HSBC became the latest bank to settle with federal regulators over alleged foreclosure abuses on Friday, agreeing to provide $249 million in cash compensation and other assistance to borrowers.
Under the deal with the Federal Reserve and the Office of the Comptroller of the Currency, HSBC will offer $96 million in direct cash payments to borrowers and $153 million worth of other relief, including loan modifications and the forgiveness of deficiency judgments.
The agreement follows similar settlements announced this month with a dozen other banks over foreclosure issues. In total, nearly 4.2 million borrowers will split $3.6 billion in cash compensation, with payments ranging from a few hundred dollars to potentially as much as $125,000 in a small percentage of cases.
Roughly $5.7 billion has been earmarked for non-cash forms of relief.
HSBC's settlement covers roughly 112,000 borrowers whose homes were in foreclosure in 2009 and 2010 and whose loans were serviced by the bank or its subsidiaries.
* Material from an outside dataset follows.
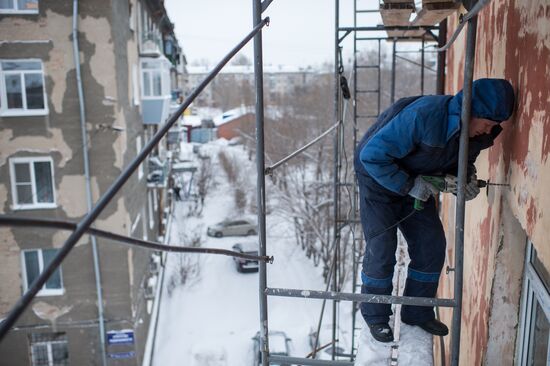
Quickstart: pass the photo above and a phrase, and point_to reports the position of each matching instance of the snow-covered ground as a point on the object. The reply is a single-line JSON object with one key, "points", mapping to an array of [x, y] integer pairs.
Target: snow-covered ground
{"points": [[210, 321]]}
In April of 2011, regulators hit HSBC and 13 other banks with an enforcement action after finding evidence that, among other things, the firms had in some cases charged excessive fees, wrongfully foreclosed on borrowers or used improper documents.
The enforcement action required the banks to hire independent consultants to investigate alleged foreclosure abuses and compensate victims. But this process, known as the Independent Foreclosure Review, proved expensive and slow-going, and has been abandoned in favor of the settlements announced this month.
"We are pleased to have reached this agreement, in line with 12 others in the industry who have arrived at similar settlements, and believe it is a positive development that will benefit homeowners," HSBC spokesman Neil Brazil said in an email.
Last month, HSBC agreed to pay $1.92 billion in a record settlement with U.S. regulators to resolve money-laundering allegations.